Came into the office Monday and saw Donnie Cook had sent his normal mid-August email. Sunday is the last day to hit the entirety of the Snodgrass Trail as the Allen ranching family will begin using a big portion of the land on the Washington Gulch side for cattle instead of hikers and bikers. As I tell people, the only thing wrong with a Snodgrass bike ride is that the trail doesn’t go on forever and it closes before the fall colors. I love it in there.
For some, the August private property closure for that portion of the trail is a controversial move as part of the trail leading to the acreage is on Forest Service land and the Allens hope people won’t mingle with the cattle which can cause various issues in a ranching operation. Fair. As noted in our summer series on ranching and recreation, the two businesses are not a natural fit, but both are valuable to the character of this place and actively try to work in harmony…so I see no reason to push the issue of Snodgrass access when the Allens are prepping for their fall cattle grazing. Give them some space.
Speaking of ranching and recreation…I got word that in our ranching and recreation series, we didn’t quite make the right implication when it came to recreators not having to pay to use public lands. As was pointed out to me in an email, “In fact, all hunters and anglers pay for the use. Somehow with the increase in public use (which has primarily been the increase in biking that was also heavily marketed) the fact that hunters and anglers have quietly and respectfully used the public land and in most cases without conflict with ranchers, even leasing many ranches for access and use, has been missed.”

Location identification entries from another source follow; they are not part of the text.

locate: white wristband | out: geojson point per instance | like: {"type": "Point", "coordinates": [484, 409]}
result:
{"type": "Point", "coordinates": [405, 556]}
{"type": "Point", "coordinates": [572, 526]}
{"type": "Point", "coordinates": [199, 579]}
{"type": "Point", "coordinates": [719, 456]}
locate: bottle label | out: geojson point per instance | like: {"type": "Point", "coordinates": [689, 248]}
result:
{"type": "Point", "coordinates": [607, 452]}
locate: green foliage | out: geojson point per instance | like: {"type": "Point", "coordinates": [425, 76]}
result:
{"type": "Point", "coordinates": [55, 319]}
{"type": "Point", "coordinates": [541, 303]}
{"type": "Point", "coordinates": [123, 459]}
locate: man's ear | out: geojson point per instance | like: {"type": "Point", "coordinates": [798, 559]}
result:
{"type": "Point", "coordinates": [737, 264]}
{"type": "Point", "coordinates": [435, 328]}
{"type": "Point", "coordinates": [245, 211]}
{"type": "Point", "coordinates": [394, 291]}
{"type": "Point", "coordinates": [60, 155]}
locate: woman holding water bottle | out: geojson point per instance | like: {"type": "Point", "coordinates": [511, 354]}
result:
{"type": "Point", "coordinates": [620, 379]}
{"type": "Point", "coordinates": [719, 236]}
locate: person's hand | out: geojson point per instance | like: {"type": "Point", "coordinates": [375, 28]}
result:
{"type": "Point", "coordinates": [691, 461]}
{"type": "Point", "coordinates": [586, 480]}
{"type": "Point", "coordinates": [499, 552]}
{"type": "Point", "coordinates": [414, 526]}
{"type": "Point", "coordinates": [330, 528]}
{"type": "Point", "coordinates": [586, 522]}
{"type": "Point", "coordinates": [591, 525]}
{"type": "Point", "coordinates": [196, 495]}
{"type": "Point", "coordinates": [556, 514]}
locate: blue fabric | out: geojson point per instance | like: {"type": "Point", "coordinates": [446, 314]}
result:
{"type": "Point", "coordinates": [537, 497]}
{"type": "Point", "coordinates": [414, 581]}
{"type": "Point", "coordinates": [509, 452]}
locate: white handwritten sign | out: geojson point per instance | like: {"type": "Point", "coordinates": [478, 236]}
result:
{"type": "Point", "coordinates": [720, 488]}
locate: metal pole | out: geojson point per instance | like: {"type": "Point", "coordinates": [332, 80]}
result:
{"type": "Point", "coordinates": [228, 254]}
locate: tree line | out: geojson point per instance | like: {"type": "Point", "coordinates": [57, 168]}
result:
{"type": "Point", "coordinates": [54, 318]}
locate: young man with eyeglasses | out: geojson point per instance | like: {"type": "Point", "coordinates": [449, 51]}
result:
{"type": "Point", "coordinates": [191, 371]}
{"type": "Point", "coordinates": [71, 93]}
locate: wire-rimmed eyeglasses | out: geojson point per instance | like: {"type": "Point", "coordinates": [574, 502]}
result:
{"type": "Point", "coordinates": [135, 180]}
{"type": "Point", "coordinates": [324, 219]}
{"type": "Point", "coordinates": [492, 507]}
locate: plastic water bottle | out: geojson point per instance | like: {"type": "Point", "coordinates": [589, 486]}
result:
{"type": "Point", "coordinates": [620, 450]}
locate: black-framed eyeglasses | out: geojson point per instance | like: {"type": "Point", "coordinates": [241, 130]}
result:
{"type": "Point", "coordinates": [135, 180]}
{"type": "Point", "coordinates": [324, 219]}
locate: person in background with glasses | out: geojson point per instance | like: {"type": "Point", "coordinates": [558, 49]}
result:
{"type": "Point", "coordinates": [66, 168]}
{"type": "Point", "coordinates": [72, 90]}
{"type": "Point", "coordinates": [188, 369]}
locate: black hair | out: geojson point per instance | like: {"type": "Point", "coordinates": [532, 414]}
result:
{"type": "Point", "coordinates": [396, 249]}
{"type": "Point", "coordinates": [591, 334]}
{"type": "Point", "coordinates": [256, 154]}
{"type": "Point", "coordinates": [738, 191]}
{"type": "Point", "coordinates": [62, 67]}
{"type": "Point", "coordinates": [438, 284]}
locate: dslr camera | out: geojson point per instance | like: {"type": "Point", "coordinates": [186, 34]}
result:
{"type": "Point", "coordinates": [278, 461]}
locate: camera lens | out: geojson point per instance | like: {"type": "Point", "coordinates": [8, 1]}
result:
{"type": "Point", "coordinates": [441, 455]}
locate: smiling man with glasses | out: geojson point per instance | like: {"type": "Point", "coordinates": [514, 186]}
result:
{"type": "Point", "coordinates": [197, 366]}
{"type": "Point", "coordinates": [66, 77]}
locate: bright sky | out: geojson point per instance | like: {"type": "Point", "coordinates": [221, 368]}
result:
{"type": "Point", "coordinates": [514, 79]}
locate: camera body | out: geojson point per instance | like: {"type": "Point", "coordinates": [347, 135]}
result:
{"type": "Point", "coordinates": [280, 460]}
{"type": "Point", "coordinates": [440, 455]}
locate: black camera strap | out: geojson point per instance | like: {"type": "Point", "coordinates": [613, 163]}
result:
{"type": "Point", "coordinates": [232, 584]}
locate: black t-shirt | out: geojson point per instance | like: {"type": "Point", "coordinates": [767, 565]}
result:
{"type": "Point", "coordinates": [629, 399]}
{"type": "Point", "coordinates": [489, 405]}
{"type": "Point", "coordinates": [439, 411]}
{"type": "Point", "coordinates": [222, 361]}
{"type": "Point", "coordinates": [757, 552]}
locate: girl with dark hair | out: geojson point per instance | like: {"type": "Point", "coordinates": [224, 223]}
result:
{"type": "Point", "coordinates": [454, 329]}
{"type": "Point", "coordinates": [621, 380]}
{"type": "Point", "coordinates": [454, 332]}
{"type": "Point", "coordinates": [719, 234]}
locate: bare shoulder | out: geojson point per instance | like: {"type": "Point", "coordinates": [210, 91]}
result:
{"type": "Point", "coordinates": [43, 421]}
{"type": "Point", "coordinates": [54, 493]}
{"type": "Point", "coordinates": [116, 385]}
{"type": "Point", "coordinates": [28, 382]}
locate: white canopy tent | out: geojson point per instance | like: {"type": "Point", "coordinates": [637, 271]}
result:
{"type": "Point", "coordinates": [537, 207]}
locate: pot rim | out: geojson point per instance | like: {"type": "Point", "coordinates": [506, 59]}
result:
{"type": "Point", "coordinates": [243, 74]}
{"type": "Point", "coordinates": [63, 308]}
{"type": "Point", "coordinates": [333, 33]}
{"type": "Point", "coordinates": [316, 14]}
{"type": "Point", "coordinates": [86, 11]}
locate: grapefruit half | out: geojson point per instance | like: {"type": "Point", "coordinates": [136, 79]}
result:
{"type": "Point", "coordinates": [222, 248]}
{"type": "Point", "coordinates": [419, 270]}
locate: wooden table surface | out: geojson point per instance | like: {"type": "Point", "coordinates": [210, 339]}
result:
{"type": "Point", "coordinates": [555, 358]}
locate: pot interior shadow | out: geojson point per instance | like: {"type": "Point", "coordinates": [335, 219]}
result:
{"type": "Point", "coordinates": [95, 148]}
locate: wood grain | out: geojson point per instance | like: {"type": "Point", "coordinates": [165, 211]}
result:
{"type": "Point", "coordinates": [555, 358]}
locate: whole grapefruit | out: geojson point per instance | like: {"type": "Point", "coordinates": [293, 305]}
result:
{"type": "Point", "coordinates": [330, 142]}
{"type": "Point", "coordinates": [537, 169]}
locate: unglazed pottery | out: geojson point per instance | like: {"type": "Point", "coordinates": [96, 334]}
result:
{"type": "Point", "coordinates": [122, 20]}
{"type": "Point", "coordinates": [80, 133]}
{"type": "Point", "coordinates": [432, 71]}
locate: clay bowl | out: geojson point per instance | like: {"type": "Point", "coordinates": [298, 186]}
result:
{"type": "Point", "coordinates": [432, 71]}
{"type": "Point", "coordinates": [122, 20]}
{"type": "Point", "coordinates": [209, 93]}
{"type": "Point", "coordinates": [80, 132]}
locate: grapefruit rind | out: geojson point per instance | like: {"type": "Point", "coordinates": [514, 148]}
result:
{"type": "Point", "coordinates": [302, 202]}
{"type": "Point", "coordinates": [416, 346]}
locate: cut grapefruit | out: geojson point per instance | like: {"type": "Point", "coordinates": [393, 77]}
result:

Fair. We certainly focused on the biking and hiking sectors, so it’s a good point. I’ve said it before and will say it again — having working ranches in the North Valley is a major thing that separates us from other Colorado mountain resort communities. Bikers, hikers, anglers, hunters all seem to appreciate that—some just pay more than others.
Another thing that keeps us unique is that the town is willing to officially celebrate our iconic Mother Rock. The latest celebration will start with an official proclamation designating the last Saturday of September as Pointed Laccolith Day. Spearheaded by David Rothman who was a big part of things like the CB Music Festival and the CB Academy, the proclamation decares the special day as “a celebration of the Valley’s Geological Heritage and of Accuracy in Nomenclature.”
His proclamation delves into the whys of how the town’s namesake peak is not a “crested butte” but a laccolith. One part of the official proclamation states: “WHEREAS, the name ‘Crested Butte’ is therefore not only inaccurate as a description, but an oxymoron, as buttes by definition do not have crests, and was probably dreamed up by people who had not studied rocks, or perhaps had studied rocks but maybe, who knows, downed a couple two-three beers and thought it would be funny; …”
Fair enough. The Crested Butte council will address the proclamation at the September 16 meeting and Rothman is hoping for a community party celebrating Pointed Laccolith Day on September 28.
Got an email note from one of the original warriors who was here at the start of the Red Lady mining fight. He didn’t like being characterized as a hippie. In my July 12 editorial I summarized that the “laid back hippies” living in Crested Butte in the 1970s butted heads with the old-timer mining families over the AMAX plan to take the molybdenum out of Mt. Emmons. I referenced the “hippies” more than once and said they eventually won the battle, and CB officially made the turn from old mining community to tourism economy.
The offended writer made clear that, “the people that fought AMAX to protect the Red Lady were business owners, homeowners, professionals with advanced degrees, and elected town officials. By 1977 when the mine threat appeared, the real hippies were either gone, or they had a job, home and kids.”
Fair. I responded that my perception was that those warriors were super smart, focused, counter-mainstream-America types who probably partook of some drugs, sex and rock-and-roll while having a fun time screwing a multi-national mining corporation. We agreed that our definition of hippie might not be the same. Fair again, and I will again thank those super smart and focused warriors for their ingenious and tireless efforts to save a special spot at the end of the road.
Anyway, keep those emails coming and get out on Snodgrass before the sun sets on the coming weekend!